Before You Self-Harm
write down the shadow that's hiding behind the urge. look at it. ask yourself:
  • how will this situation or feeling change if i hurt myself?
    I feel as if hurting myself will ease the stress and anxiety.
  • what will hurting myself bring to the situation? what will it take away from the situation?
    It will bring fulfillness and relief. It will take away my hurt and feelings.
  • how do i want to feel about this in the long run? is hurting myself likely to get me closer to or farther from feeling that way?
    I feel like this will pass eventually. Hurting myself would get me farther from feeling like everything will pass.
  • if hurting myself seems like my best option right now, how long will the relief it brings last? what will i do then?
    It will last a few days. I will try and find something else to do to help myself.
  • what is something i could do now instead of hurting myself? how will it change the situation i'm in? how long will that change last, and what will i do then?
    Reading or journaling. It will last maybe an hour. I will still want to hurt myself, I'm not sure if I would give in or keep trying to busy myself.
  • how will i feel tomorrow if i hurt myself? how will i feel tomorrow if i do the other thing i came up with?
    I will be satisfied if I hurt myself, but I will think about it the entire day if I don't.
  • what do i really want to do right now? how can i best honor the self-protective instinct that has me wanting to self-injure right now?
I really want to hurt myself. I've wanted it most of the night.
I could
-read
-journal
- listen to music
-treat myself to something nice

urges aren't necessarily the enemy. they happen for reasons, and they're an expression of a desire to stay alive and stay sane and keep coping. remember that.

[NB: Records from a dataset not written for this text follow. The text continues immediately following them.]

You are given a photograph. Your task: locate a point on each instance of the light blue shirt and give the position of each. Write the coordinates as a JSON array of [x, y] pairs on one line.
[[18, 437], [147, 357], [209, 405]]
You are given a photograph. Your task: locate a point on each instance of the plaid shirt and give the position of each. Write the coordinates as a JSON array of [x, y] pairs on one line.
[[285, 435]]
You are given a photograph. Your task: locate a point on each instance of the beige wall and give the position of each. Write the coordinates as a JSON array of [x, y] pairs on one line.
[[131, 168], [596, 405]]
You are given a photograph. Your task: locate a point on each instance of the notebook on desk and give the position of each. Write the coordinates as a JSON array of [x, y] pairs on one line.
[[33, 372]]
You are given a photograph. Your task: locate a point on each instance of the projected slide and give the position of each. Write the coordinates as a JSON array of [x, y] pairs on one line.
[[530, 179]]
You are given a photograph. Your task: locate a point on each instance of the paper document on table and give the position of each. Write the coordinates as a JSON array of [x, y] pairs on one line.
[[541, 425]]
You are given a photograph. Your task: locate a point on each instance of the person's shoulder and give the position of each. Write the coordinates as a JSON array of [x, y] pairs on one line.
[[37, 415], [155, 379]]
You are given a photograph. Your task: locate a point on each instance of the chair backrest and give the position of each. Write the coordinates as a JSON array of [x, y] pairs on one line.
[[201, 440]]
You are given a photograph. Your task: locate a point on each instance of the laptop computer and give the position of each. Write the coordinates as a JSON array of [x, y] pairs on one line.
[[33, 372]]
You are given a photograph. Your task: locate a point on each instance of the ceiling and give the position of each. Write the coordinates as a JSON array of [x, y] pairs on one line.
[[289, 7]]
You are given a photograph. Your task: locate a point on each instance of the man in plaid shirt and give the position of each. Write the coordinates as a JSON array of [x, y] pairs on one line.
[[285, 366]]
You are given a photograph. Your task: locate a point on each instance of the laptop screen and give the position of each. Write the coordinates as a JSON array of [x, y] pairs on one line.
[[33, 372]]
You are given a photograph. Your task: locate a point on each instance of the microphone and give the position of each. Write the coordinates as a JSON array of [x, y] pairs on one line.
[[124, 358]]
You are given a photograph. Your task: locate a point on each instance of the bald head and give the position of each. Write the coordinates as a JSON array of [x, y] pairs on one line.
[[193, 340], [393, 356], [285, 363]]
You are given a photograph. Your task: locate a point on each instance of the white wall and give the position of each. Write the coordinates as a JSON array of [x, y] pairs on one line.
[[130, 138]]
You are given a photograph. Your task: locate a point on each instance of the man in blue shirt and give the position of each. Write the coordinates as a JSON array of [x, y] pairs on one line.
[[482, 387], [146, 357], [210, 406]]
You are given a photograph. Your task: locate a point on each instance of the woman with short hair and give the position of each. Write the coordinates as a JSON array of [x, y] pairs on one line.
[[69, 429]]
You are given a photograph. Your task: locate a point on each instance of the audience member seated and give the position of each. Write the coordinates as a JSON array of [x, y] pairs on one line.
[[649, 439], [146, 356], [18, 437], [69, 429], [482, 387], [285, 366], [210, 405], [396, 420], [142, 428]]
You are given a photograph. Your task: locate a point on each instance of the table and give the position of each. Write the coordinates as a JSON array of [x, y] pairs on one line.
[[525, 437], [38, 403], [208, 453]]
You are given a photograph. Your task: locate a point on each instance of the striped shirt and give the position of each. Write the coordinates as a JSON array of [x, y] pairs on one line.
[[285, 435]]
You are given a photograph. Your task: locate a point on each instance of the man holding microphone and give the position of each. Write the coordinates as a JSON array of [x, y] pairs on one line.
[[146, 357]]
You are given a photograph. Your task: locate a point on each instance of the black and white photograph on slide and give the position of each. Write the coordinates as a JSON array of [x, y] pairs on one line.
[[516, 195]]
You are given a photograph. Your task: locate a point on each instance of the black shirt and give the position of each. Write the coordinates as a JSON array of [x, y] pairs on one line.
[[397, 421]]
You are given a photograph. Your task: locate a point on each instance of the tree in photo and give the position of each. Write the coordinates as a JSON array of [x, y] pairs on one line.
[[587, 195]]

More Before Questions To Answer
  • Why do I feel I need to hurt myself? What has brought me to this point?
    These last few days have been a wreck. With stress from parents and added stress of myself feeling abandoned by others, I am at my breaking point. The depression is taking a toll and I'm so down. I want to feel satisfied for something.
  • Have I been here before? What did I do to deal with it? How did I feel then?
    I have and I harmed or cried myself to sleep. I never felt better and had to dig myself out of a hole.
  • What I have done to ease this discomfort so far? What else can I do that won't hurt me?
    I have played games, distracted myself, watched tv, wrote, got a bath, read, searched dog breeds. I'm going to try reading and music and videos and journaling.
  • How do I feel right now?
    I'm so down. I'm done. I feel useless. Depressed
  • How will I feel when I am hurting myself?
    Satisfied
  • How will I feel after hurting myself? How will I feel tomorrow morning?
  • Can I avoid this stressor, or deal with it better in the future?
    I don't know
  • Do I need to hurt myself?
I don't know


Remember you don't have to answer all the questions if you don't feel up to it.